IMPACT DE LA POLITIQUE D’ÉCONOMIES BUDGÉTAIRES : L’EXEMPLE DE L’IFI

Afin de s’aligner sur les pratiques de la Ville de Paris, la DSOL a décidé de remplacer le remboursement de transport pour nécessité de service, qui était fixé à 38,50 € et en vigueur au CASVP, par l’Indemnité Forfaitaire d’Itinérance (IFI) plafonnée à 17,50 € par mois. Bien que les agents en poste bénéficient d’un dispositif de compensation pour pallier la perte de revenu résultant de cette nouvelle procédure, l’UNSA s’inquiète sérieusement de l’impact négatif de cette décision sur l’équité et l’attractivité des postes pour les nouveaux agents.

Conformément à la réglementation adoptée dans les services de l’État et les collectivités territoriales, une indemnité forfaitaire est prévue pour les agents exerçant des fonctions essentiellement itinérantes à l’intérieur de la résidence administrative de la Ville de Paris et des communes limitrophes.

Cette indemnité vise à compenser les dépenses réelles engagées par les agents dans l’exercice de leurs fonctions.

Ainsi, le montant plafond de cette indemnité a été fixé par délibération en janvier 2021 à 210 € par an pour les agents de la collectivité parisienne.

Le remboursement de transport pour nécessité de service, précédemment fixé à 38,50 € et mis en pratique au CASVP, va être supprimé, par convergence avec les pratiques de la Ville de Paris, et remplacé par cette Indemnité Forfaitaire d’Itinérance (IFI), plafonnée à 17,50 € par mois.

Afin de compenser la perte de revenu liée à la mise en place de l’IFI, un dispositif devrait être mis en place pour les agents en poste, cristallisé dans l’IFSE mensuelle à hauteur de 21,50 €. Cependant, les nouveaux recrutés en sont exclus.

Un recensement précis des agents bénéficiant actuellement du remboursement de transport pour nécessité de service sera effectué en se basant sur l’arrêté nominatif.

La mesure de cristallisation proposée pour maintenir la prise en charge des 21,50 € manque encore de précision quant aux bénéficiaires réguliers et occasionnels de longue date.

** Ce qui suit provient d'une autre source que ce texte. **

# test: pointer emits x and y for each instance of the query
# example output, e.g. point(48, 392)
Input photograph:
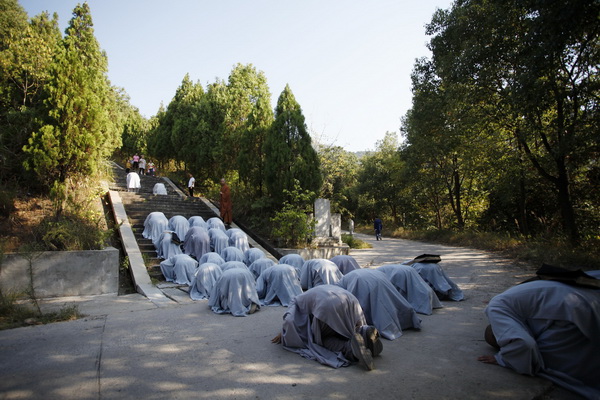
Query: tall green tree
point(248, 117)
point(339, 169)
point(185, 110)
point(80, 127)
point(26, 53)
point(380, 180)
point(289, 155)
point(448, 145)
point(538, 62)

En conséquence, la décision de la Ville de Paris risque d’avoir un impact négatif, en créant une inégalité entre celles/ceux déjà en poste et les nouveaux arrivants, ce qui pourrait nuire à l’attractivité des postes.

De plus, la cristallisation de l’IFSE ne prend pas en compte l’augmentation progressive du coût du transport, entraînant ainsi, rapidement, une perte de pouvoir d’achat pour les agents.

L’UNSA a été à l’avant-garde de la défense des intérêts légitimes des agents de la DSOL et de leur pouvoir d’achat face à l’inflation. Nous sommes profondément déçus par les décisions de la Ville de Paris : IFI, NBI RH, qui vont à l’encontre de nos demandes et qui risquent de dévaloriser et de mépriser les collègues concernés. L’UNSA continuera à défendre les droits des agents et exige que l’administration prenne ses responsabilités pour trouver des solutions justes et équilibrées. Les agents de la DSOL méritent mieux que cette politique de « petites économies » budgétaires.